Krishan Chavinda
2025
A Dual Contrastive Learning Framework for Enhanced Hate Speech Detection in Low-Resource Languages
Krishan Chavinda
|
Uthayasanker Thayasivam
Proceedings of the First Workshop on Challenges in Processing South Asian Languages (CHiPSAL 2025)
Hate speech on social media platforms is a critical issue, especially in low-resource languages such as Sinhala and Tamil, where the lack of annotated datasets and linguistic tools hampers the development of effective detection systems. This research introduces a novel framework for detecting hate speech in low resource languages by leveraging Multilingual Large Language Models (MLLMs) integrated with a Dual Contrastive Learning (DCL) strategy. Our approach enhances detection by capturing the nuances of hate speech in low-resource settings, applying both self-supervised and supervised contrastive learning techniques.

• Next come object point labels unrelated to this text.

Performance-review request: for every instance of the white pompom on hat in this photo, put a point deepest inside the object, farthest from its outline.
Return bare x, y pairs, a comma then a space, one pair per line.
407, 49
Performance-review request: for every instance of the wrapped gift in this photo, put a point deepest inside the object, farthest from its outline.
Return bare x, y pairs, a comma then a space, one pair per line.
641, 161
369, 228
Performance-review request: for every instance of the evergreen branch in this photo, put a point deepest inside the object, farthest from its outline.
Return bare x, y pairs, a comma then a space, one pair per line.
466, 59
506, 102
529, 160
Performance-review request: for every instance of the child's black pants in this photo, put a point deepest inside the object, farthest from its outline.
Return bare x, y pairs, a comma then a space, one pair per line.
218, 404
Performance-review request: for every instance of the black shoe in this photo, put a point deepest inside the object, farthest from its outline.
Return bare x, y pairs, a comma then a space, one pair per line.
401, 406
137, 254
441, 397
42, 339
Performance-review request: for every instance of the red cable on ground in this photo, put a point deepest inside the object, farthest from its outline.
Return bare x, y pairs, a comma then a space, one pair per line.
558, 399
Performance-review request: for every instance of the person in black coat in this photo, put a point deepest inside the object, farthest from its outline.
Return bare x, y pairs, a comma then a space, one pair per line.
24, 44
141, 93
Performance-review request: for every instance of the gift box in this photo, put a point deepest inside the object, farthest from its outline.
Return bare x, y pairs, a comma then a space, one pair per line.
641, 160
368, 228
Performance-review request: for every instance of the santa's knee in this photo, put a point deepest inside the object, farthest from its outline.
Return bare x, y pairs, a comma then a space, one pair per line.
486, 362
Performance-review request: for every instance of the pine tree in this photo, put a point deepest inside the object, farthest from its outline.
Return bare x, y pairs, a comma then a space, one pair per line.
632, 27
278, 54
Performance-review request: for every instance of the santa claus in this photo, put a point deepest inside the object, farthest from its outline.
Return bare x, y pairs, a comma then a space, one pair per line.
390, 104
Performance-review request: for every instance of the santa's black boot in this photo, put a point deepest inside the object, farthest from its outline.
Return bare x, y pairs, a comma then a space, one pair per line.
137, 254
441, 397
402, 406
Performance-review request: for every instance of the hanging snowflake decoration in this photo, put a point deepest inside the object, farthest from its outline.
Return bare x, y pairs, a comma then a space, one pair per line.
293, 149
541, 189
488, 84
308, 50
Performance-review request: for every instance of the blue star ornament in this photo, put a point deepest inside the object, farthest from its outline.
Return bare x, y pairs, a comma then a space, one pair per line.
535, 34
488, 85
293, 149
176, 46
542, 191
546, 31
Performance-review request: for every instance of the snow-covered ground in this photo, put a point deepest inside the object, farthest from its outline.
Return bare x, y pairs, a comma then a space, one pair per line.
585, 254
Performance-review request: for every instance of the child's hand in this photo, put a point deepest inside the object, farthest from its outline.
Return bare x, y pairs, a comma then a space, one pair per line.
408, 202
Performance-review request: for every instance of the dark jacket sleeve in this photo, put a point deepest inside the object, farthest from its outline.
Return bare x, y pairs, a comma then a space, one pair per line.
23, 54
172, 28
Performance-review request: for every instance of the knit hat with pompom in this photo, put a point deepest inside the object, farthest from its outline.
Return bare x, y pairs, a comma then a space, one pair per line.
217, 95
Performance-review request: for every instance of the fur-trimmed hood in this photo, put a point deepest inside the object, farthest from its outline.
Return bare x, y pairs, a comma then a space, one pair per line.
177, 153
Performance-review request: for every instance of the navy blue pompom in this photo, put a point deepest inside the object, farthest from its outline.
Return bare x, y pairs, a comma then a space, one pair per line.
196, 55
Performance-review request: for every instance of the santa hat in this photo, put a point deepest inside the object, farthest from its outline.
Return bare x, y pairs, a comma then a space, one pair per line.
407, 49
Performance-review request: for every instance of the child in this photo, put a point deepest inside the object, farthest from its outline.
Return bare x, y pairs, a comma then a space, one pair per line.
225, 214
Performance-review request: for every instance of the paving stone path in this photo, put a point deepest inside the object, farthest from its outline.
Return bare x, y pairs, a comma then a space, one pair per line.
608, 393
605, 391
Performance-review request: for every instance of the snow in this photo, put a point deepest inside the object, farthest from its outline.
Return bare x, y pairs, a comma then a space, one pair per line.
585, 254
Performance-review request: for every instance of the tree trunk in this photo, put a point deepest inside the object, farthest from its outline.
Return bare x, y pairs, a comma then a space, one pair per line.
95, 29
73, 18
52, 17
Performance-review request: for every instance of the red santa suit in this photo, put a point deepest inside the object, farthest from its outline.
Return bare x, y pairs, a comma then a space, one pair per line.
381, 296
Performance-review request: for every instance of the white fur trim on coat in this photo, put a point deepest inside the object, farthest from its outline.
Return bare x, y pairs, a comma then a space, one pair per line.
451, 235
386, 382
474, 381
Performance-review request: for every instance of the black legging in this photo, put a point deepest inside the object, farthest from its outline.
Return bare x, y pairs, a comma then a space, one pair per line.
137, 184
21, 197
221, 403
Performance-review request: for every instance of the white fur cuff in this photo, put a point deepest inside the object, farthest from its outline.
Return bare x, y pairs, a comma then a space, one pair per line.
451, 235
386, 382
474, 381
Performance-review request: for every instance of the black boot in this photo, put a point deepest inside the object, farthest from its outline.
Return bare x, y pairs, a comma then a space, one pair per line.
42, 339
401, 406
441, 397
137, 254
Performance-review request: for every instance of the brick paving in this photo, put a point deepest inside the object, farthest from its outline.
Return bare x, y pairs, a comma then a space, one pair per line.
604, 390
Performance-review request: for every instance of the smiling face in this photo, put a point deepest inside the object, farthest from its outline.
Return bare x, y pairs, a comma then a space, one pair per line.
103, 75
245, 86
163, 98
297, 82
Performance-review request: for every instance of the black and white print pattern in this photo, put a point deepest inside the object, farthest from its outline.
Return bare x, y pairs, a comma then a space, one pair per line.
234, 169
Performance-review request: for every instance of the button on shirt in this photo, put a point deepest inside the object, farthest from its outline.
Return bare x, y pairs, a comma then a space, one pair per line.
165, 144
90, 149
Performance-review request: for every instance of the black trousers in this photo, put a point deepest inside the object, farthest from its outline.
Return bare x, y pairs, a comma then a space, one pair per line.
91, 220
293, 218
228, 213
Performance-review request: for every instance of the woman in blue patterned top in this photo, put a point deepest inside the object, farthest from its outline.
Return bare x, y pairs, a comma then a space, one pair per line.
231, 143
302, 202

We evaluate our framework using datasets from Facebook and Twitter, demonstrating its superior performance compared to traditional deep learning models like CNN, LSTM, and BiGRU. The results highlight the efficacy of DCL models, particularly when fine-tuned on domain-specific data, with the best performance achieved using the Twitter/twhin-bert-base model. This study underscores the potential of advanced machine learning techniques in improving hate speech detection for under-resourced languages, paving the way for further research in this domain.